ちょっと前々から思っていた事があったので、ガンドロフ編(全2話)? を入れてみます。

これで取り合えず戦力的なパワーアップは解決されるはず

王都フレイス。フレイス城内、兵士訓練場。

ナルフィアの護衛の任についてから3日目の早朝の事。かろうじて何人かの兵士は訓練場に来てはいるものの、彼らの目的は別の事にあった。


「貴様のその武器の利点はなんだッ!!」


ゴルゴッサの剣が俺の剣を弾き飛ばす。魔力や魔法の技術では劣っている彼も、剣の腕のみなら俺を軽く凌駕する実力を持っているのは言うまでも無い。たかが数ヶ月振るってきただけの少年と、何年、いや何十年と剣のみを振るってきた者とでは実力は雲泥の差である。


「戦い方を変えるのだ。お前は剣だけにこだわりすぎだ。それに何故多くの武器を出せるのに、1つしか出さないのだ?」


斬り込みながらゴルゴッサは語る。確かに剣だけにこだわりすぎているというのは当たっている。しかしそれは後衛よりも前衛の方が手薄なんだよ。それで1番扱いやすかったのが剣。ただそれだけの事だ。

武器を2つ以上出せないのは……それは多分俺の実力不足かな? ガンドロフに相談しても出せないとしか言われないし。

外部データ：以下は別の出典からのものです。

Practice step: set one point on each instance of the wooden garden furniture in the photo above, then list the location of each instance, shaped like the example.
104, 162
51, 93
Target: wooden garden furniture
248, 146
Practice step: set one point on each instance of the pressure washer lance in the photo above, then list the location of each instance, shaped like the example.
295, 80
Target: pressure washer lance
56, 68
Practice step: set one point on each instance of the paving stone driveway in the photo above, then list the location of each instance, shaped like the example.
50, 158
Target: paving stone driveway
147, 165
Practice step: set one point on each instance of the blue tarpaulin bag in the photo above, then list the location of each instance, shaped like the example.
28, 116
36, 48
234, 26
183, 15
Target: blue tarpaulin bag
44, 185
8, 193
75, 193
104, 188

「お前は今まで魔法に甘えすぎていた。頼りすぎなんだよ、力に。だが今は切り札がなくなってしまったのだろ?」


「関係無いねッ!!」


吹っ飛んでいった剣がヒカリの束となって弾ける。その代わりに俺の手には2丁の拳銃がヒカリとなって集まり現れる。近距離を得意とするゴルゴッサ相手ならせめて中距離戦闘にとどめておくべきだろうか?


「逃げるのか、少年!!」


そう叫んだ声を俺は聞き逃さなかった。思わずニヤリと口を吊り上げる。

そして銃をゴルゴッサへではなく、自分の背後へと持っていく。――発射!! 瞬時、人間の力だけでは絶対発揮できない『加速』と言う現象が起こる。浮遊感を残したまま、俺は空気抵抗を感じる事無くその力に身を任せる。

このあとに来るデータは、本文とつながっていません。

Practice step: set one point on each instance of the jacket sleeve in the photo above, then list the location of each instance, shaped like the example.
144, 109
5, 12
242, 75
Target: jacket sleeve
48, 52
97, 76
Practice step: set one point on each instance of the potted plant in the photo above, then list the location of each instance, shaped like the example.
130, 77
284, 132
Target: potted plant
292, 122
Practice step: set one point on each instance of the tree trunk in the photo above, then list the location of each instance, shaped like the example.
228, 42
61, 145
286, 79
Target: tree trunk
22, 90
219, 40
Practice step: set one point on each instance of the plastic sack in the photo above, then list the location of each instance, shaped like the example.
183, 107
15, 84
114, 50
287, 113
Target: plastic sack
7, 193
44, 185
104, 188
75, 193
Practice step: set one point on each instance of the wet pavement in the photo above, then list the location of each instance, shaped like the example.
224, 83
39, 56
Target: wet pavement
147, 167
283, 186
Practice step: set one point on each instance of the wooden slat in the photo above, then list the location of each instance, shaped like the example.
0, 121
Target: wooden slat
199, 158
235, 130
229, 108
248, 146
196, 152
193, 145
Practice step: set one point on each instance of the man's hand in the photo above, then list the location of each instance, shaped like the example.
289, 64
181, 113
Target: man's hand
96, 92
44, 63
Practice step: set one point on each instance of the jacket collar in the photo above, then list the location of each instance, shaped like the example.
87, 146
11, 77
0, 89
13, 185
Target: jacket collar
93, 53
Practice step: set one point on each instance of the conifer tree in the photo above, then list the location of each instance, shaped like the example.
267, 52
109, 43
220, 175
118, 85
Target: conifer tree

ゴルゴッサもその姿を見て更に眼光を鋭くする。そして自らの大剣を一振りする。それは丁度俺がゴルゴッサに接近する、いわば間合いに入った瞬間を狙った絶妙なタイミングで。だがそれも読んでるっつーの!!


「せーのっ!!」


一瞬だけ加速がなくなり、そのまま落ちそうになる。しかし次の瞬間、上への上昇で体が無理やり上へと上がる。その動作によって、水平に薙がれた一閃を避ける。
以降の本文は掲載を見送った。